Ich schlug vor, mich notschlachten zu lassen, dann wären alle Probleme fix erledigt. Was mit verdrehten Augen und „Jetzt sei doch nicht beleidigt!“ quittiert wurde. Meine Töchter haben definitiv einen anderen Humor als ich, finde, meiner ist besser.

Um weitere Kritik zu vermeiden, stehen die Chancen gut, dass ich demnächst wie Miss Ellie aus „Dallas“ auftrete. Sie wissen schon, die gütige Alte mit der grauen Beton-Frisur und den knöchellangen Röcken aus strapazfähigem Tuch.

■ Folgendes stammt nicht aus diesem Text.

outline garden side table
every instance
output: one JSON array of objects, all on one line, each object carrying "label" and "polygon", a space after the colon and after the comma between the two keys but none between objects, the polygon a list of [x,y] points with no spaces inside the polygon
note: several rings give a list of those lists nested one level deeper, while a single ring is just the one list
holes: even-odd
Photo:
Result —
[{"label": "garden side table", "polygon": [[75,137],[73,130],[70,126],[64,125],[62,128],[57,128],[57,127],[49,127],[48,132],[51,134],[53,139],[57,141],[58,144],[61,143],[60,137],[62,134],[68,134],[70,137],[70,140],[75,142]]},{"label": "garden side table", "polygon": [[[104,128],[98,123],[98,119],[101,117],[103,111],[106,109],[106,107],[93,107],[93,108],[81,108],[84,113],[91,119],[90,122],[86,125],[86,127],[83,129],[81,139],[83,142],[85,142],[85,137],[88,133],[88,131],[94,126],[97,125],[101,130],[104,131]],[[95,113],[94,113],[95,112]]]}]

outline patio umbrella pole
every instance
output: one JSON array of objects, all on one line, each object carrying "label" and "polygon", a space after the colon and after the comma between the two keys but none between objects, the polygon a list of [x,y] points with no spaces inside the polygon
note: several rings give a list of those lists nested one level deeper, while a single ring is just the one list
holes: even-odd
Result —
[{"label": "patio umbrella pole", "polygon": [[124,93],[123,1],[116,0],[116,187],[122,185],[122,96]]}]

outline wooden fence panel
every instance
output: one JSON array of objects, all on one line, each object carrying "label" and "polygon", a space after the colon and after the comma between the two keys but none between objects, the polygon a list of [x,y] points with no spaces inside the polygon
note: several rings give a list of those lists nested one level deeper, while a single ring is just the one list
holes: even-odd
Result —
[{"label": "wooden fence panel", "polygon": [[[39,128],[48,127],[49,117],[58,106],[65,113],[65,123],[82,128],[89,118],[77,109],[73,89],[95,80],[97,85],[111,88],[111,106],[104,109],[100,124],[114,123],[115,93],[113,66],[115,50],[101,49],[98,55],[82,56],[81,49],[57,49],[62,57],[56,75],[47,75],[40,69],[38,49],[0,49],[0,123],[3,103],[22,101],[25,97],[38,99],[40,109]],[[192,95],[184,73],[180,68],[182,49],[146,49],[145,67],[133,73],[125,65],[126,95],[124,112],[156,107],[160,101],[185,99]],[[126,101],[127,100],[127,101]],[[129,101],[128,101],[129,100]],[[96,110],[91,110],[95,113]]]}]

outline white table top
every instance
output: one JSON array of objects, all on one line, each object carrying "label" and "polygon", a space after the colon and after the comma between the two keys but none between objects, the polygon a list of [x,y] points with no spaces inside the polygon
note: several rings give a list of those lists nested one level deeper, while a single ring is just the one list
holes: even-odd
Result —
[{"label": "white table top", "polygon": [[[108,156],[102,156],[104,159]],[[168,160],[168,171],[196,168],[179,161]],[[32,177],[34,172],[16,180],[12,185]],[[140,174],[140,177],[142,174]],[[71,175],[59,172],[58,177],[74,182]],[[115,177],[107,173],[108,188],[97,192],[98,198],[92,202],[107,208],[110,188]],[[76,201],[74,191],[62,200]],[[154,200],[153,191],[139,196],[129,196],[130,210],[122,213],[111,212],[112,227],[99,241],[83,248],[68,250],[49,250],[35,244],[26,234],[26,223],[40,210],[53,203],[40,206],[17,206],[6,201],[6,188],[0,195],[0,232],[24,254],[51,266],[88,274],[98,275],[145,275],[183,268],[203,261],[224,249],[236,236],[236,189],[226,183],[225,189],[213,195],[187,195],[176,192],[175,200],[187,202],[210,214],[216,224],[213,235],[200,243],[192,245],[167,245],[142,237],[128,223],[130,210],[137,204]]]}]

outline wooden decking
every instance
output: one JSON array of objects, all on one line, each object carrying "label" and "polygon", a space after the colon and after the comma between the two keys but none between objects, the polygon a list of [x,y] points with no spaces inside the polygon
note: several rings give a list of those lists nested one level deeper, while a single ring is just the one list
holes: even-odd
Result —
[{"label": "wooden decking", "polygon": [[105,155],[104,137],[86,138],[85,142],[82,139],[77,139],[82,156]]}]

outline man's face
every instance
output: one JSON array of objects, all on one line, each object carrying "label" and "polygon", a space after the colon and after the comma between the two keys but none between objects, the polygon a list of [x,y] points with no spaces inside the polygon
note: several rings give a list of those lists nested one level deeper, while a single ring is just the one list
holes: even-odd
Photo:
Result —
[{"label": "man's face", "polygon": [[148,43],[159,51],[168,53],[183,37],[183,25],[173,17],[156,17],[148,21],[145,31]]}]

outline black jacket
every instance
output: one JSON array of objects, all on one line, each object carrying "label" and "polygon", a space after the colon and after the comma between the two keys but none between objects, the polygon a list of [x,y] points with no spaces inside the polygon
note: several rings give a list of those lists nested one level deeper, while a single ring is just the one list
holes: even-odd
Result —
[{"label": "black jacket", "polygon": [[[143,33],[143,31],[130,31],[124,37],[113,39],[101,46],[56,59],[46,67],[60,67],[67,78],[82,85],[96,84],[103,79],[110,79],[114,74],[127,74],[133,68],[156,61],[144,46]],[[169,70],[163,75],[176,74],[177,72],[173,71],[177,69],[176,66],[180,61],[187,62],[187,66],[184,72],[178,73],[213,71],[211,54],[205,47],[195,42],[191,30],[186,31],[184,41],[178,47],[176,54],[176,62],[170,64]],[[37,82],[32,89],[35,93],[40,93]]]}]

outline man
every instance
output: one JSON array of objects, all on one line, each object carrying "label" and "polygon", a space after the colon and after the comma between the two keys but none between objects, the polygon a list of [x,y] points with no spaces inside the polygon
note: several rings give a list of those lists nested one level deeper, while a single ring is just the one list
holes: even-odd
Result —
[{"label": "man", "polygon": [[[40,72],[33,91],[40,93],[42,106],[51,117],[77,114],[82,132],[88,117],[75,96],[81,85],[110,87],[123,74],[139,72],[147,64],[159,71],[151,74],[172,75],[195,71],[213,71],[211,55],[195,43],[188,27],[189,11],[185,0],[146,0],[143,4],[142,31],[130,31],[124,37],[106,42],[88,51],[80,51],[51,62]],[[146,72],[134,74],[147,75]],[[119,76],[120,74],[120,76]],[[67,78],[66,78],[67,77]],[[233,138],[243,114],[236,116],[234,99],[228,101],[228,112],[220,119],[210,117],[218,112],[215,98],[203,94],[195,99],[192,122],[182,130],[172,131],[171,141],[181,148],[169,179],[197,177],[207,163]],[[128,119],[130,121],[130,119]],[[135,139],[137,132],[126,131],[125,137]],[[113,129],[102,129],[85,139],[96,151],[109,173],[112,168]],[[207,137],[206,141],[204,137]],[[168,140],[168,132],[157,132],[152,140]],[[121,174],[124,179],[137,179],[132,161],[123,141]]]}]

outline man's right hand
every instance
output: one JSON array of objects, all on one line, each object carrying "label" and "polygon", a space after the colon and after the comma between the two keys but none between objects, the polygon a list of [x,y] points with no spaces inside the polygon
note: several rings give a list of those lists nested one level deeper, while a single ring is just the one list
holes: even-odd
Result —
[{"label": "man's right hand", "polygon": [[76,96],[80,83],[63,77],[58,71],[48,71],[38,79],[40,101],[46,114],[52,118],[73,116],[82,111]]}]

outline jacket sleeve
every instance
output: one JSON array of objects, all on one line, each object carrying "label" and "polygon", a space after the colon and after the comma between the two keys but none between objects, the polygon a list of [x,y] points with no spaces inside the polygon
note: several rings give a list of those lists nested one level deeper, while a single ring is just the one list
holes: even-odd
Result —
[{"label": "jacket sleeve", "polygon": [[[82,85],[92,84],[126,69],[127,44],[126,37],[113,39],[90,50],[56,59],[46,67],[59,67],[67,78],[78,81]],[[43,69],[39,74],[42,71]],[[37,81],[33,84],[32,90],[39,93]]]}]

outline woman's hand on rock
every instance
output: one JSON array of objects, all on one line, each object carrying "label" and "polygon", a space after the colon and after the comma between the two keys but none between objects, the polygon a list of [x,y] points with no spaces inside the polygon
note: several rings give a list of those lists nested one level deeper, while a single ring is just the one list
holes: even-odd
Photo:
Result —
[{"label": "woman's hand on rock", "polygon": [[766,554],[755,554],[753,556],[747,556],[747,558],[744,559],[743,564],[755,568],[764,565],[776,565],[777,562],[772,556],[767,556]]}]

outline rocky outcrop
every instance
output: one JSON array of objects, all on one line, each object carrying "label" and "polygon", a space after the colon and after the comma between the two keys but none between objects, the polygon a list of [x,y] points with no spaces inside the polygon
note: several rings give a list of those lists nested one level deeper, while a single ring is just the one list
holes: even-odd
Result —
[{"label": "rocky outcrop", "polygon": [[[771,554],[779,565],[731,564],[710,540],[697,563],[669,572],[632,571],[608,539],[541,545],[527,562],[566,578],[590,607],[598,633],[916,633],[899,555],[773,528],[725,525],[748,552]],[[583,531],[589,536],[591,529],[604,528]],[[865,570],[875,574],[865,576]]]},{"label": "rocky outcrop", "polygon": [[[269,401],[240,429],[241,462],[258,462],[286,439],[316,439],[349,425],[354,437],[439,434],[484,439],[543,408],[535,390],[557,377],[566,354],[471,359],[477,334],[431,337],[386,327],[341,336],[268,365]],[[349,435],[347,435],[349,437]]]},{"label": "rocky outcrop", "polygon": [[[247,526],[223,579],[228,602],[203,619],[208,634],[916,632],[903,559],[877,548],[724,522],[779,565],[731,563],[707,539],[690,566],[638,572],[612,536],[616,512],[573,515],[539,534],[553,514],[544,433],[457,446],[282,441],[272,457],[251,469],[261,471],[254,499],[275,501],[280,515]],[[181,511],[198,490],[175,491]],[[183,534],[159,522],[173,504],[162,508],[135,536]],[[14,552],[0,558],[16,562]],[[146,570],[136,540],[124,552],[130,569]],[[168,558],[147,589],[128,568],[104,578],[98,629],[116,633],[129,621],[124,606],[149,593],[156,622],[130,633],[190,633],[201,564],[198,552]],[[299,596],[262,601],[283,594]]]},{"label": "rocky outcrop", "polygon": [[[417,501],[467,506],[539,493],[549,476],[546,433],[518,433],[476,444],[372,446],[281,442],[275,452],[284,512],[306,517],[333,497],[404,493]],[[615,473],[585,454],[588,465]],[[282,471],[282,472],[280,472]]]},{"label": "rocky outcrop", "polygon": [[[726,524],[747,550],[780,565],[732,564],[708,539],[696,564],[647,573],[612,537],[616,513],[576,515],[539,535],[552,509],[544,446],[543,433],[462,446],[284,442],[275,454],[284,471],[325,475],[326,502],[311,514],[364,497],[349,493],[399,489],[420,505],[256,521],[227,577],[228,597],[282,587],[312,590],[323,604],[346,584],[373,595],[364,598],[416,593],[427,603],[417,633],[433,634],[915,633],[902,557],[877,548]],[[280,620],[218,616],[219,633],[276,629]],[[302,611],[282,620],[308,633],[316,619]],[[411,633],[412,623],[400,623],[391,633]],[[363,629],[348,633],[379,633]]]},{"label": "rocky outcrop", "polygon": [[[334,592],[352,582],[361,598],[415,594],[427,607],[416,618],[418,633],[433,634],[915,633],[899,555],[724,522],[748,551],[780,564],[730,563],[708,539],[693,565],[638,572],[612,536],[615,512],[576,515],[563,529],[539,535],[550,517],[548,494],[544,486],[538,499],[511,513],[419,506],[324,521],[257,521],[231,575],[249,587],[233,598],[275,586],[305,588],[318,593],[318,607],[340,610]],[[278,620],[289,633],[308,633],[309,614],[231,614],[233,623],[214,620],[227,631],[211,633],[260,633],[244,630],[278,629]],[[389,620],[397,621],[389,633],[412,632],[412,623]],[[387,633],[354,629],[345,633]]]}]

Wobei, die Rebellin in mir fühlt sich dann schon eher zur dauerberauschten Sue Ellen hingezogen. Seidener, halb offener Morgenrock um 16.30 Uhr am Nachmittag. Whisky-Flasche lässig unterm Arm. Stufenschnitt, Pony seitlich ins Gesicht fallend. Todtrauriger Blick. Geht doch! Hicks. 

Wieso komme ich jetzt von meinen Töchtern auf Sue Ellen? Wahrscheinlich, weil mir die Szene präsent ist, in der Bösewicht J. R. Ewing vor seiner, hicks, im Morgenrock wankenden Frau steht und trocken anmerkt: „Sue Ellen, du schaust heute wieder richtig sch... aus.“

Dabei hatte die doch gar keine Töchter, oder?